Brunetti, urbanita hasta la médula, sonrió con gesto de disculpa.

—No sé si lo entiendo.

Los labios de ella se movieron hacia arriba en lo que él había empezado a identificar como sonrisa, y la expresión de los ojos se suavizó:

—Quiere decir que el agua de la lluvia se escurre y su beneficio es transitorio, mientras que la nieve de las montañas se funde poco a poco durante todo el verano.

—¿Y de ahí, el pan? —preguntó Brunetti.

—Sí. Por lo menos, así lo creían nuestros abuelos —antes de que Brunetti pudiera hacer un comentario, ella prosiguió—: Pero esta nevada aquí, en la ciudad, ha sido un caso raro, sólo unos centímetros, para obligar a cerrar el aeropuerto unas horas. En el Alto Adigio, de donde yo soy, no ha nevado en todo el invierno.

—Malo para los esquiadores, ¿verdad? —preguntó Brunetti con una sonrisa, imaginándola con un largo jersey de cachemir y pantalón de esquí, delante de la chimenea de un cinco estrellas de alta montaña.

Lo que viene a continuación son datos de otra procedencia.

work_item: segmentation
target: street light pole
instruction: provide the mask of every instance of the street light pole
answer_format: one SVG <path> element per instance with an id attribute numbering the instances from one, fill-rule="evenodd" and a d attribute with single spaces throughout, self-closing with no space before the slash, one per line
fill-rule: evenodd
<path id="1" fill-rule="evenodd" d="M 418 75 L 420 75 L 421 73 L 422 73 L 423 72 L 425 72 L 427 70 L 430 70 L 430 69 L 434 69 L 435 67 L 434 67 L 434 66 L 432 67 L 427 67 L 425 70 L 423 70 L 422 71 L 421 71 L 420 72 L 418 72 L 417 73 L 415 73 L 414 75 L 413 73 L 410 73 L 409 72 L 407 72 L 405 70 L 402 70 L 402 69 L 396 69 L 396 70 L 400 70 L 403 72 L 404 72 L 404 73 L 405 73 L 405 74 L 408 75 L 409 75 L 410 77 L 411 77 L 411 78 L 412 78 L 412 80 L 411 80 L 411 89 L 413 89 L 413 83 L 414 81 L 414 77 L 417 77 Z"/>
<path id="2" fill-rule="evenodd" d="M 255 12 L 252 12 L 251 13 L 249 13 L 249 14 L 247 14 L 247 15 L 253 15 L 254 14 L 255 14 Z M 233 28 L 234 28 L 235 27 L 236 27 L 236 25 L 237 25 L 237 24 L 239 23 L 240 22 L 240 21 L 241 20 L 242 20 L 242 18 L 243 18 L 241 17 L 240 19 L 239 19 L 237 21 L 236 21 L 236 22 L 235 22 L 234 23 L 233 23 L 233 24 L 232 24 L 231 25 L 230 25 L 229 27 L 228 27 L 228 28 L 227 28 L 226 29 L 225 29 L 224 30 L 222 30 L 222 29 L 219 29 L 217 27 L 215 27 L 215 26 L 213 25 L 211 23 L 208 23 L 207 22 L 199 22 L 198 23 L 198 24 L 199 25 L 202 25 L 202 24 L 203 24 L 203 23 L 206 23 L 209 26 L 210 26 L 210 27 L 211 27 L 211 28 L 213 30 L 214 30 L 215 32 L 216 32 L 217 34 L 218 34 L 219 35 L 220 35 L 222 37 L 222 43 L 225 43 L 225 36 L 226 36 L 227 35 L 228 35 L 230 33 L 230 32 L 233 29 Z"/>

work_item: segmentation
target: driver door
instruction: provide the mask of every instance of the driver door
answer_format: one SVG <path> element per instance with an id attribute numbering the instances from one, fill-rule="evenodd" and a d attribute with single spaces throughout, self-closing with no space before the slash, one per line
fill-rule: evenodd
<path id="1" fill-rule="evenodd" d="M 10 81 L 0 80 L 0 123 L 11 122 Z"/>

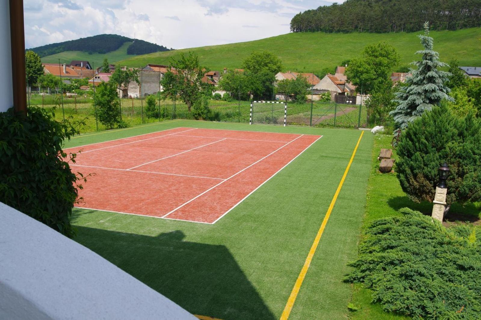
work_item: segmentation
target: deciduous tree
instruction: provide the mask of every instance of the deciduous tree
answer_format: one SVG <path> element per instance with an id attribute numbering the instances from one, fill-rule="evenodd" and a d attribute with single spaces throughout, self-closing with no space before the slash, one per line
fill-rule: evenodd
<path id="1" fill-rule="evenodd" d="M 164 99 L 178 96 L 187 105 L 190 112 L 194 102 L 203 96 L 212 95 L 211 86 L 203 81 L 209 70 L 201 65 L 196 53 L 189 51 L 186 56 L 182 52 L 178 59 L 171 58 L 169 66 L 170 70 L 161 81 Z"/>
<path id="2" fill-rule="evenodd" d="M 29 86 L 36 84 L 38 78 L 43 75 L 43 65 L 40 56 L 31 50 L 25 52 L 25 72 Z"/>

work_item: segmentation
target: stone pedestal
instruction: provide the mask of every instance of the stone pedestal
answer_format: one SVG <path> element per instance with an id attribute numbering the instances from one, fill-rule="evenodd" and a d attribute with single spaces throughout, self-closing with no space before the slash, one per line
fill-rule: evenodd
<path id="1" fill-rule="evenodd" d="M 432 202 L 432 213 L 431 217 L 440 221 L 443 221 L 443 216 L 444 214 L 444 209 L 446 208 L 446 194 L 447 193 L 447 189 L 445 188 L 436 187 L 436 195 Z"/>

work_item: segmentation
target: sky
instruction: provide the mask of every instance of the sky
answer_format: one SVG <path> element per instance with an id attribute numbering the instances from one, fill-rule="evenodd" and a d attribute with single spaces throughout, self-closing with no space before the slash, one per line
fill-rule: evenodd
<path id="1" fill-rule="evenodd" d="M 34 48 L 102 34 L 174 49 L 250 41 L 288 33 L 296 13 L 334 2 L 24 0 L 25 45 Z"/>

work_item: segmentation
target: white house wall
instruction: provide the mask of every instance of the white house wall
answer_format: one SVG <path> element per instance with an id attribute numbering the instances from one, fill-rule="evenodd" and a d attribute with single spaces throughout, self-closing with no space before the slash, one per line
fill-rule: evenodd
<path id="1" fill-rule="evenodd" d="M 13 105 L 10 44 L 10 9 L 9 1 L 0 1 L 0 112 Z"/>

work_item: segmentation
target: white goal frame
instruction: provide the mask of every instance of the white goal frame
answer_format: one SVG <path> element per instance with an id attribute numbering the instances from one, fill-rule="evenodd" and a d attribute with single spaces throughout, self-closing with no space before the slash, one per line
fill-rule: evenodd
<path id="1" fill-rule="evenodd" d="M 251 115 L 249 119 L 249 124 L 255 124 L 253 123 L 253 107 L 254 103 L 281 103 L 284 104 L 284 126 L 285 127 L 287 123 L 287 102 L 280 101 L 251 101 Z"/>

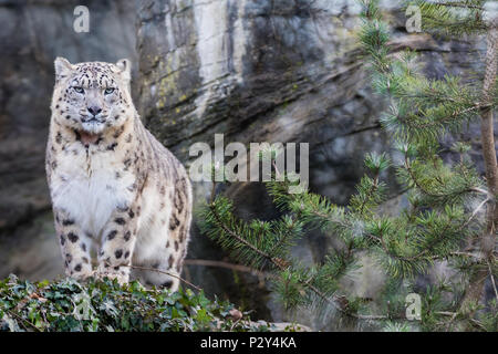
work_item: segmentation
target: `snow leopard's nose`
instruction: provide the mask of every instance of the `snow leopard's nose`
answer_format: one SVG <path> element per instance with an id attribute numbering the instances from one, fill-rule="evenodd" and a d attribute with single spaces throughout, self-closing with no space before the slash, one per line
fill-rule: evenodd
<path id="1" fill-rule="evenodd" d="M 102 108 L 98 107 L 98 106 L 90 106 L 90 107 L 86 107 L 86 110 L 89 110 L 89 112 L 90 112 L 93 116 L 96 116 L 98 113 L 102 112 Z"/>

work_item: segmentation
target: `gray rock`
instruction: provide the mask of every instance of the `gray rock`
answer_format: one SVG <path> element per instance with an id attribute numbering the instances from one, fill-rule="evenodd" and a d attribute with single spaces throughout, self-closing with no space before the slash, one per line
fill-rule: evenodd
<path id="1" fill-rule="evenodd" d="M 134 63 L 133 96 L 147 127 L 186 165 L 196 142 L 214 144 L 214 134 L 230 142 L 310 143 L 310 188 L 334 202 L 347 202 L 364 174 L 370 150 L 387 152 L 390 139 L 378 125 L 386 104 L 372 93 L 355 33 L 354 1 L 329 0 L 137 0 L 86 2 L 91 32 L 72 30 L 79 1 L 0 1 L 0 275 L 52 278 L 61 271 L 56 242 L 50 240 L 51 212 L 43 157 L 56 55 L 72 62 L 128 58 Z M 484 41 L 445 42 L 407 34 L 396 6 L 383 1 L 393 24 L 393 50 L 421 51 L 428 76 L 453 73 L 470 77 L 483 70 Z M 136 25 L 135 25 L 136 24 Z M 470 125 L 473 159 L 483 167 L 478 127 Z M 445 158 L 454 137 L 445 137 Z M 393 186 L 383 212 L 406 205 Z M 196 184 L 196 200 L 209 194 Z M 221 186 L 243 219 L 273 219 L 280 212 L 261 184 Z M 335 244 L 313 231 L 294 253 L 311 264 Z M 38 251 L 37 251 L 38 250 Z M 229 259 L 194 226 L 188 258 Z M 309 311 L 290 314 L 274 302 L 257 277 L 228 269 L 188 266 L 185 278 L 209 294 L 228 298 L 259 319 L 284 322 L 297 315 L 313 329 L 344 330 L 333 312 L 318 319 Z M 372 295 L 382 282 L 376 272 L 345 283 Z M 366 289 L 361 282 L 371 283 Z M 360 287 L 361 285 L 361 287 Z M 366 325 L 363 329 L 372 329 Z"/>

—Me tienen sin cuidado los esquiadores, yo pensaba en los campesinos —dijo ella con una vehemencia que lo sorprendió. La mujer observó su expresión durante un momento y añadió—: «Oh, los campesinos, si ellos supieran cuan grande es su ventura…»Brunetti casi dio un respingo.

—¿Virgilio?

—Las
Geórgicas
—respondió ella cortésmente, sin darse por enterada de la sorpresa de él y de lo que implicaba—. ¿Lo ha leído?

—En la escuela —respondió Brunetti—. Y otra vez hace un par de años.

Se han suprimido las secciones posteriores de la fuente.